Пилот самолета с мотором не говорит: `Вот так чудо!`, когда видит,
как безмоторный планер набирает высоту. Он знает, что планерист
действительно внимательно изучил небо, и теперь претворяет в жизнь свои
знания.
Возможно, вы не согласитесь со мной, когда я скажу, что мы не
поклоняемся небу, как чему-то сверхъестественному. Нам не кажется, что
нужно воздвигать храмы или приносить ему жертвы. Мы считаем, что нам нужно
только понять небо, познать его законы, влияние этих законов на нашу
жизнь. Лишь так мы можем достичь лучшей гармонии с небом и найти свободу.
Вот откуда берется радость, которая вынуждает все новых пилотов садиться
на землю и говорить о том, что они были рядом с Богом.
Он плотно привинтил провода к новому прибору и внимательно проверил
их подключение.
- Когда начинающий пилот делает свои первые шаги в понимании небесных
законов и видит, что они работают в его руках точно так же, как в руках
других пилотов, тогда полет начинает приносить ему радость, и он,
возможно, ожидает возвращения в аэропорт так, как проповедники хотели бы,
чтобы их прихожане ожидали прихода в церковь. Каждый день пилот изучает
что-то новое, что-то такое, что приносит радость и свободу от
привязанности к земле. Другими словами, пилот, изучающий небо, познает
реальность. Он счастлив, и каждый день для него - праздник. Разве не так
должны чувствовать себя прихожане?
Наконец я поймал его.
- Значит, ваша религия говорит, что ваши пилоты не являются
ничтожными грешниками, которым вскоре придется мучиться в аду и жариться в
вечном огне проклятия?
Он снова улыбнулся той приводящей в ярость улыбкой, которая не давала
мне даже удовольствия думать, что он ненавидит меня.
- Нет конечно же, если они могут удачно выйти из мертвой петли...
Он закончил работать с аэропланом и выкатил его из сарая на солнечный
свет. Облаков уже почти не осталось.
- Я думаю, что вы - язычники. Как вам это нравится - спросил я со
всей злостью, которая была во мне.

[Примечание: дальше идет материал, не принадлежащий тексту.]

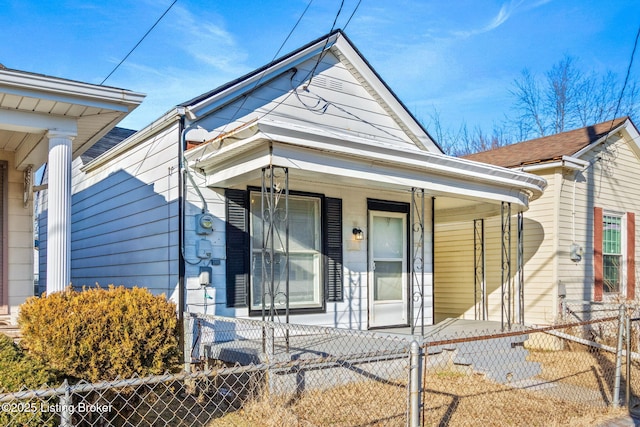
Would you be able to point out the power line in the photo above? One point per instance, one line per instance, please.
(244, 100)
(140, 41)
(322, 52)
(626, 79)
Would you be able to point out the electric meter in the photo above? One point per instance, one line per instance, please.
(204, 223)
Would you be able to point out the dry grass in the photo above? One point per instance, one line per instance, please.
(450, 399)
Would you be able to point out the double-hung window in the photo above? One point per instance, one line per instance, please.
(315, 251)
(268, 264)
(612, 253)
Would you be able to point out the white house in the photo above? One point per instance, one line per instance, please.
(303, 191)
(53, 120)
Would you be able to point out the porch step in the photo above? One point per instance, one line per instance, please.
(502, 360)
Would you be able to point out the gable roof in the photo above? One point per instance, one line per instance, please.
(338, 43)
(549, 148)
(110, 140)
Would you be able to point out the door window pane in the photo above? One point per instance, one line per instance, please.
(388, 281)
(612, 252)
(389, 237)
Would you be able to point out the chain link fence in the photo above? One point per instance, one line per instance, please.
(254, 373)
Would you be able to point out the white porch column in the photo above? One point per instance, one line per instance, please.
(59, 211)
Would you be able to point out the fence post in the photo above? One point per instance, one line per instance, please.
(65, 406)
(627, 395)
(187, 340)
(415, 387)
(616, 389)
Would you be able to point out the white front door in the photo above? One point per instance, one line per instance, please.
(387, 269)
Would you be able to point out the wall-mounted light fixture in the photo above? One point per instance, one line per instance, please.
(357, 233)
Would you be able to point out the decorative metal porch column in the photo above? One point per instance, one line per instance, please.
(480, 286)
(520, 261)
(507, 284)
(275, 242)
(417, 260)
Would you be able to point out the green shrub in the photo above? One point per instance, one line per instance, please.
(17, 371)
(99, 334)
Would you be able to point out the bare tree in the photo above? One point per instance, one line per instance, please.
(567, 98)
(564, 98)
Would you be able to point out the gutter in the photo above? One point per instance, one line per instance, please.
(353, 146)
(567, 162)
(68, 90)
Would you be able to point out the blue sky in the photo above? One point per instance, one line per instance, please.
(457, 56)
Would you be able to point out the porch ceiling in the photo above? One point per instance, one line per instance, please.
(462, 188)
(31, 104)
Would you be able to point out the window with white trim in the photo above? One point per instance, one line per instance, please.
(306, 286)
(612, 253)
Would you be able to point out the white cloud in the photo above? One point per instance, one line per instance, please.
(502, 16)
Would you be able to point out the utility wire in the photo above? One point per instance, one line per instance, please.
(244, 100)
(323, 51)
(140, 41)
(352, 13)
(626, 79)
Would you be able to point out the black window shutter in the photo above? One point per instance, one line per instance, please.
(237, 242)
(333, 272)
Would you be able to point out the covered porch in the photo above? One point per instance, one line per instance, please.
(45, 120)
(389, 201)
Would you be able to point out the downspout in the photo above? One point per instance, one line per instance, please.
(181, 265)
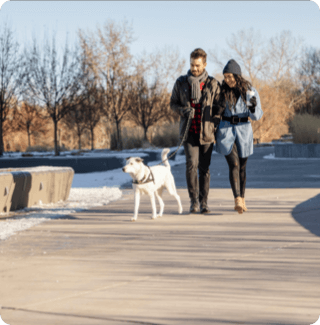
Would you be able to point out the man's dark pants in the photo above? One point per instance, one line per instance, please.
(198, 157)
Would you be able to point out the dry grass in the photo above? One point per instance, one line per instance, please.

Я надеялся, что молния тут же поразит
его насмерть, чтобы доказать ему, каким неисправимым язычником он в
действительности является.
- Вот что я вам скажу, - ответил он. - Мне нужно проверить, как
работает этот прибор. Почему бы вам не пролететь со мной немножко над
полем, и тогда вы сами сможете сделать вывод о том, кто мы - язычники или
сыны Божии.
Я сразу понял, на что он намекает... он хочет вытолкнуть меня за
борт, когда мы будем высоко над землей, или попасть в воздушную яму и
погибнуть вместе со мной из ненависти ко мне.
- Нет, только не это! Не надо поднимать меня в небо в этом гробу. Я -
вам не чета, вы это знаете. Вы - язычник и будете вечно жариться в адском
пламени. Его слова прозвучали так, будто он сказал их для себя, а не для
меня... так тихо, что я едва ли расслышал его.
- Не буду до тех пор, пока повинуюсь законам неба, - сказал он.
Он забрался в свой маленький матерчатый аэроплан и завел мотор.
- Вы уверены, что не желаете прокатиться вверху - крикнул он.
Я не удостоил его ответом, и он поднялся в воздух сам.
Так слушайте же меня, вы, летающие люди, которые говорят о своем
знании неба и о своих законах аэродинамики. Если вы говорите, что небо -
это Бог, вы оскверняете тайну, навлекаете на себя проклятие, и молния
поразит вас и все другие бедствия будут преследовать вас за ваше
святотатство. Спуститесь же с неба, придите в себя и никогда больше не
требуйте, чтобы мы приходили к вам в воскресенье в середине дня.
Воскресенье - это день богослужения. Не забывайте об этом.

Ричард Бах

В награду -- крылья.

3. Я никогда не слышал ветра.

Открытые кабины, летающие калоши и пучеглазые летческие очки канули в
Лету. Кабины ныне -- музейные экспонаты: изысканный интерьер,
кондиционеры, солнцезащитные стекла еt сеtеrа. Я обсасывал эту мысль
достаточно долго, но, в конце концов, она потонула в бередящей душу
предрешенности. Нам приходится принимать возросший комфорт и
всепогодность современной легкой авиации. Но разве ЭТО единственные
критерии наслаждения полетом? А удовольствие пожалуй главная стоящая
причина, по которой большинство из нас начало летать. Мы желали
испытать на себе что же такое свободный полет. Мне думается, в
отдаленном уголке нашего разума, пока мы вытягивали наши бипланчики в
небо, гуляла мысль `Это не то, чтобы совсем то, но это полет и, значит,
в общем-то, то`. Закрытая кабина защищает от дождя и позволяет без
помех выкурить сигаретку-другую. Вот уж поистину удобство для
неисправимых курильщиков и добродетель `Инструкции по управлению
самолетом`. Но разве это полет?

Полет -- это свист ветра, воздушные ямы, запах бензиновых выхлопов и
рокот двигателя. Полет -- это облачная влага на щеке и пот под шлемом.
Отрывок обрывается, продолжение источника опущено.